To maintain a clean public-release surface, this repository does not distribute:

  • Prepared datasets
  • Trained model checkpoints
  • Cached model weights
  • Generated run-time artifacts (e.g., run logs, checkpoints, reports, and experiment outputs)

Corresponding local directories (data/, artifacts/, ckpt/, runs/, wandb/, models/) are treated as local working outputs and remain empty or absent in the public release.
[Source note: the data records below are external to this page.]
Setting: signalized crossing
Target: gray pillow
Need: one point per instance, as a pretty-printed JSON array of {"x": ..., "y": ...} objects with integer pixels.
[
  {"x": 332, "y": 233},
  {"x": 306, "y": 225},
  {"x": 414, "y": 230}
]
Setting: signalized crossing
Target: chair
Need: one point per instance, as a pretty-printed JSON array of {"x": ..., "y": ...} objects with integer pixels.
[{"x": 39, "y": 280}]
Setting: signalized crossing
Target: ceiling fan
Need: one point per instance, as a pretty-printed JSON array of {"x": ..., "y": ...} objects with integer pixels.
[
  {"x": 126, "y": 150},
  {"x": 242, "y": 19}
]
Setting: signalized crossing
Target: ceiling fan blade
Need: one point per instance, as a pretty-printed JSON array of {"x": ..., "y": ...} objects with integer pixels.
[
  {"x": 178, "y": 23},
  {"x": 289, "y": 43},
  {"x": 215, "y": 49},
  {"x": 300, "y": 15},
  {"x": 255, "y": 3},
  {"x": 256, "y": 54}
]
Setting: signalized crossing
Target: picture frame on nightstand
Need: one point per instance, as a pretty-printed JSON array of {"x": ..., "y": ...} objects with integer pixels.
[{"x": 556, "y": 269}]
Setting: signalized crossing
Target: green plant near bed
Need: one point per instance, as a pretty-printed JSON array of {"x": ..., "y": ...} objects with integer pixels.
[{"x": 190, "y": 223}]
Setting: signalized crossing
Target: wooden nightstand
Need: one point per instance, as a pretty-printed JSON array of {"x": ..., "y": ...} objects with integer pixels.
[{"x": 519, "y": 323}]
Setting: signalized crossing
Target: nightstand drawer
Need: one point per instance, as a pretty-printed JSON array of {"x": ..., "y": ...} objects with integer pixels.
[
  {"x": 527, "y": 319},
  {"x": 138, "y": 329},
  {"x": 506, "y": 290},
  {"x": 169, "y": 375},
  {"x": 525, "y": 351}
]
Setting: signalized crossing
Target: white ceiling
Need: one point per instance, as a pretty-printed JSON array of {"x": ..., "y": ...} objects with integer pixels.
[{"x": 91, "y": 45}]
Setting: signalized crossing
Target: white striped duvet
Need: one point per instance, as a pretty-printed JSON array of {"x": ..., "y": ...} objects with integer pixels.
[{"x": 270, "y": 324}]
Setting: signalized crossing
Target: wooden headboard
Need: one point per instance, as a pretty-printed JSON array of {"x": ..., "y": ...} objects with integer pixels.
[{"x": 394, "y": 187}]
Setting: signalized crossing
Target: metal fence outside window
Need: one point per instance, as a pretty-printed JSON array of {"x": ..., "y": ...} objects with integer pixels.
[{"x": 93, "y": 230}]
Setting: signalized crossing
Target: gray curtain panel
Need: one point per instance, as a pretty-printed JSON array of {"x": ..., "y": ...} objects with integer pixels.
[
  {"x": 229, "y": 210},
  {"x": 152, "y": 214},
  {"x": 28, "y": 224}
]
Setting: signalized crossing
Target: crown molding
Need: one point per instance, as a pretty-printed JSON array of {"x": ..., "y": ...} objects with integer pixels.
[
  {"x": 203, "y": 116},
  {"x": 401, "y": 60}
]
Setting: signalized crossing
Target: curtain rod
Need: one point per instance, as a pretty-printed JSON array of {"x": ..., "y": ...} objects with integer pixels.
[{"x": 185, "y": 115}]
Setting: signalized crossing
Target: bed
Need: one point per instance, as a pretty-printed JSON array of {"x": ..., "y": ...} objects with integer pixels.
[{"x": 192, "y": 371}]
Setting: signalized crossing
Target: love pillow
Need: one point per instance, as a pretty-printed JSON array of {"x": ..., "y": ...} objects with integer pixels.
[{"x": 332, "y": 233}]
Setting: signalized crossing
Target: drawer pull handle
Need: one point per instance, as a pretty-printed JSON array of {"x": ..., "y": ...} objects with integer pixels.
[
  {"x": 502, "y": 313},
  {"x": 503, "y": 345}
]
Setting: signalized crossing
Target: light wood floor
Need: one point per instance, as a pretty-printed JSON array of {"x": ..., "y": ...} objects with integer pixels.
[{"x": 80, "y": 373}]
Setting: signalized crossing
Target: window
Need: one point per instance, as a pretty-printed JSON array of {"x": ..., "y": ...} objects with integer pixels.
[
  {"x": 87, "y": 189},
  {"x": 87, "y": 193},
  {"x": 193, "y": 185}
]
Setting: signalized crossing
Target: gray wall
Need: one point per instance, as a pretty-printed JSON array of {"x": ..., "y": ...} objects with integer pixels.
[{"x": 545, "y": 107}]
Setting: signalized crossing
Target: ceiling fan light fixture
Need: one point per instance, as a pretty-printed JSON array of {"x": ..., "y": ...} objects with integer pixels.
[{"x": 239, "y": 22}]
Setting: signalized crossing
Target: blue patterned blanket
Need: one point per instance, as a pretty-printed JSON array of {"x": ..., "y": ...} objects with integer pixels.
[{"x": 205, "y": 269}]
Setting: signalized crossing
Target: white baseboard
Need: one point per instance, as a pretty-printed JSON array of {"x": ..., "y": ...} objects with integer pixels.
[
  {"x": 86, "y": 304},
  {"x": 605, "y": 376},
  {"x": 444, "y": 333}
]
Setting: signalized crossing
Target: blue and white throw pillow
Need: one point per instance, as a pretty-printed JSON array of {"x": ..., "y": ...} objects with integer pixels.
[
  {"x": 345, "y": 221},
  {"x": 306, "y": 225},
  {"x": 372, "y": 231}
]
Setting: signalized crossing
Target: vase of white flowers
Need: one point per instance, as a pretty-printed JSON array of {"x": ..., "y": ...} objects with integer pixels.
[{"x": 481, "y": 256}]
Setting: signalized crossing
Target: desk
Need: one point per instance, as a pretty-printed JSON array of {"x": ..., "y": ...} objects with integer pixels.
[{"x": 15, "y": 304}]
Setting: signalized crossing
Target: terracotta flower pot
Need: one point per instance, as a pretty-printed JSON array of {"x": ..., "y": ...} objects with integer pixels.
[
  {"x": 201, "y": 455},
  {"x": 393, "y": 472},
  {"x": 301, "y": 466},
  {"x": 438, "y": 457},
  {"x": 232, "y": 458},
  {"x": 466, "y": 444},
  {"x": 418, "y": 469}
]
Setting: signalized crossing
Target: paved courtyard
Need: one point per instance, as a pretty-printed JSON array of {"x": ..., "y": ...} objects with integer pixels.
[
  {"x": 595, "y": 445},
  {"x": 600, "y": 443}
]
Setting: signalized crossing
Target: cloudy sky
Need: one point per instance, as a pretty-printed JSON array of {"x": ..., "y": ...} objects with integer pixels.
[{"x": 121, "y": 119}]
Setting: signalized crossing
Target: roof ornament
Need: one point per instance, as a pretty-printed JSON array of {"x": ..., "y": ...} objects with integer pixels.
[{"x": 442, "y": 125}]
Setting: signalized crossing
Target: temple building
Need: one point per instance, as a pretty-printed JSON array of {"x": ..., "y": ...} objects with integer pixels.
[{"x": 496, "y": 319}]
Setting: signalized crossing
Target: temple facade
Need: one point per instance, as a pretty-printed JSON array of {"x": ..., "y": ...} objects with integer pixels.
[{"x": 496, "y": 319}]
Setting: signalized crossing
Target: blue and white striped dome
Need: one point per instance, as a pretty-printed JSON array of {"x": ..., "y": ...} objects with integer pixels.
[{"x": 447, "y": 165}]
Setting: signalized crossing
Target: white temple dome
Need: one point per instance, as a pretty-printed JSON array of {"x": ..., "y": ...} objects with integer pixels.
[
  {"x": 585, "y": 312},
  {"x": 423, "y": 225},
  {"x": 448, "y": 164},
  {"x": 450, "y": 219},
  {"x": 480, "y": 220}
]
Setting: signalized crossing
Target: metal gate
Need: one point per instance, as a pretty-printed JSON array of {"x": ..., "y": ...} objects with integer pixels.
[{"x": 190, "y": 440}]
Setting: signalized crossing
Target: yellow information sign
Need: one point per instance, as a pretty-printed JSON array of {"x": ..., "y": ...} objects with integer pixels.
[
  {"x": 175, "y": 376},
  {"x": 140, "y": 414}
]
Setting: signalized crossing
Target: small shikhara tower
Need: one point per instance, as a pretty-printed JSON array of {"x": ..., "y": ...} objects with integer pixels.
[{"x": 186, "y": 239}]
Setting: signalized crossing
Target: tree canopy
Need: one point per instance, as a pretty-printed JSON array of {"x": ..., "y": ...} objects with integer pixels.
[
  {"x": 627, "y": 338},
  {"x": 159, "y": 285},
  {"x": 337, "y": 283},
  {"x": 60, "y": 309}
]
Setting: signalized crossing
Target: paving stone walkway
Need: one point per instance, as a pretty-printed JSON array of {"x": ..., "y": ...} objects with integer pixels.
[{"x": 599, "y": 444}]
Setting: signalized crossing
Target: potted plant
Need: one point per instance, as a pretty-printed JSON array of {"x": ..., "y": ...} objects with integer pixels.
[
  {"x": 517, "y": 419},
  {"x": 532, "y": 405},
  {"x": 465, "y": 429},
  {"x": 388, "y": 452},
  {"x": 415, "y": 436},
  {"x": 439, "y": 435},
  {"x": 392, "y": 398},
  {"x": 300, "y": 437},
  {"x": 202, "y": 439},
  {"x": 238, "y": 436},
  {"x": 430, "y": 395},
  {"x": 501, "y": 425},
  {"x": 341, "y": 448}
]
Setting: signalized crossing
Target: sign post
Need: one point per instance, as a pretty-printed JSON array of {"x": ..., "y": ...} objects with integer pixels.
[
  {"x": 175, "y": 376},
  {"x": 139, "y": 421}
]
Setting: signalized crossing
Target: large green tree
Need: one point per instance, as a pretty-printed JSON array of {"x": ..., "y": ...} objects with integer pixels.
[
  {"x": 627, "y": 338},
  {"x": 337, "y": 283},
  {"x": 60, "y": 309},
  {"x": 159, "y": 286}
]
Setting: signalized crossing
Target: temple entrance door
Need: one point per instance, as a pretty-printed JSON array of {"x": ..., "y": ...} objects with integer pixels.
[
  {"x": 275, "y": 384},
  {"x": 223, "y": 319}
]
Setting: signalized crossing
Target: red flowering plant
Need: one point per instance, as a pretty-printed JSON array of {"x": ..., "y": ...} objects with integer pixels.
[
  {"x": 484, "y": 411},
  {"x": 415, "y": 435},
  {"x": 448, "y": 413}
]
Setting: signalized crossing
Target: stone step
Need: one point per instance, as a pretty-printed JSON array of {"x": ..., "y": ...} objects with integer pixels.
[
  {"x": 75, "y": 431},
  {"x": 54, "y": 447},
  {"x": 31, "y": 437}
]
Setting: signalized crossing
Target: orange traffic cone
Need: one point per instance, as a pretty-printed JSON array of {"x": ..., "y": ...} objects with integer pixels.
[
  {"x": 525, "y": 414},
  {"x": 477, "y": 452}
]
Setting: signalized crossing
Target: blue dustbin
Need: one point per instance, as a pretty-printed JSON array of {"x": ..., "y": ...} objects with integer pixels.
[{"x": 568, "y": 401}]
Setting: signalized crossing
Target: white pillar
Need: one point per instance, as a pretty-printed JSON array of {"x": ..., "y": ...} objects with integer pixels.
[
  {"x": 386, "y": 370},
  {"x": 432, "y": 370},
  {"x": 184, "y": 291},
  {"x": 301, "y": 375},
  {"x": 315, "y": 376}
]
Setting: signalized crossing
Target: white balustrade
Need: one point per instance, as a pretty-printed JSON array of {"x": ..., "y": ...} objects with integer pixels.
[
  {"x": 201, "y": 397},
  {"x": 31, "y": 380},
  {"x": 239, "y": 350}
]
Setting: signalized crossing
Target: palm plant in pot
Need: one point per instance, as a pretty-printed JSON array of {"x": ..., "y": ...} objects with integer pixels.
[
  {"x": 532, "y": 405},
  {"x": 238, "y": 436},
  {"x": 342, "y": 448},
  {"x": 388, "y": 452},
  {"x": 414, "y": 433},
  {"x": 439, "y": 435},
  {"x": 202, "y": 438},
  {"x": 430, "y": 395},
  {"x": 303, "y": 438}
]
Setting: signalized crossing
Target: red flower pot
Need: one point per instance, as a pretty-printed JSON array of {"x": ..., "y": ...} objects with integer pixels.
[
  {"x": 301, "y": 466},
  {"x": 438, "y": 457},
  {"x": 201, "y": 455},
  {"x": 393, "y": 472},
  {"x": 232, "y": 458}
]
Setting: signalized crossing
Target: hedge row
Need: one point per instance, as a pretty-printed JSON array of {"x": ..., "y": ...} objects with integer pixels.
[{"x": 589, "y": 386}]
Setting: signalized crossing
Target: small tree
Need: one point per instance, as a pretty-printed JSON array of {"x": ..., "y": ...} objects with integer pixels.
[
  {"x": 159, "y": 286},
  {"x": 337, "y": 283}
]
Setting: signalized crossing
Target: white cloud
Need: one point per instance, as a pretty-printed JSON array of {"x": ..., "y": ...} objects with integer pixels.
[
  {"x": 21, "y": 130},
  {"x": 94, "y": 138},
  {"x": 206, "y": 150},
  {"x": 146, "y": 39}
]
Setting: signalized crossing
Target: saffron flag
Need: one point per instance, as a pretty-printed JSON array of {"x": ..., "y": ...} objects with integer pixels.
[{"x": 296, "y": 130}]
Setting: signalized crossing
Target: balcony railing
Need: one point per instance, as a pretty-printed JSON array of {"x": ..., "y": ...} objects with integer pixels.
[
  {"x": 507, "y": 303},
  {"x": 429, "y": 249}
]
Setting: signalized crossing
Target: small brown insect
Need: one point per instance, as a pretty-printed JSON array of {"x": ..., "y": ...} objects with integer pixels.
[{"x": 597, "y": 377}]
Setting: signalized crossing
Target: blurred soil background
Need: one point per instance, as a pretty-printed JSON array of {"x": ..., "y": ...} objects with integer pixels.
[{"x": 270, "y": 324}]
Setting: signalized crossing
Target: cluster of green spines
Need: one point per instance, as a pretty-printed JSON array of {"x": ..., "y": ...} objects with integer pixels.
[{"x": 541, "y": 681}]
For details, see the Release Policy.

Repository Structure

  • c3/: Core C3 implementation, including multi-agent protocol handling, environments, credit assignment logic, and analysis tools.
  • openrlhf/: Vendored upstream RLHF training stack, augmented with C3-specific integration points.
  • configs/: Configurations for tasks, roles, analyses, execution registries, and data manifests.
  • scripts/: Entrypoints for data preparation, experiment reproduction, model utilities, and release gating.
  • docs/: Documentation covering release policies, implementation audits, upstream provenance, and data-source contracts.
  • project-page/: Static companion site for the paper, deployed via GitHub Pages.

Quick Navigation

System Requirements

  • OS: Linux (x86_64)
  • Python: 3.11
  • GPU Stack: NVIDIA GPUs with CUDA 12.8-compatible runtime
  • PyTorch: torch/torchaudio/torchvision == 2.9.0+cu128

If your execution environment differs substantially, you may need to manually adapt the pinned dependencies.

Installation

Create a standard Python environment, install the pinned stack, and validate the installation:

python -m pip install -U pip
python -m pip install -r requirements.txt --no-build-isolation
python -m pip check

Installation Notes:

  • requirements.txt acts as a strict full-lock snapshot to guarantee reproducibility.
  • --no-build-isolation is strongly recommended due to build-sensitive packages (e.g., flash_attn).
  • Experiment reproduction scripts automatically export the repository root to PYTHONPATH via scripts/reproduce/common_env.sh.
  • For lightweight local development or CI checks, an editable install is supported: python -m pip install -e .[test]

30-Second Quickstart

# 1. Install dependencies
python -m pip install -r requirements.txt --no-build-isolation

# 2. Prepare local datasets (datasets are not shipped with the repo)
bash scripts/data/prepare_all.sh --out_dir data

# 3. Run a fast E2E wiring smoke test
bash scripts/reproduce/smoke.sh --task math --limit 1 --print_example 0

Data Preparation

Prepared datasets are generated locally from strictly pinned upstream sources. They are not bundled with the codebase.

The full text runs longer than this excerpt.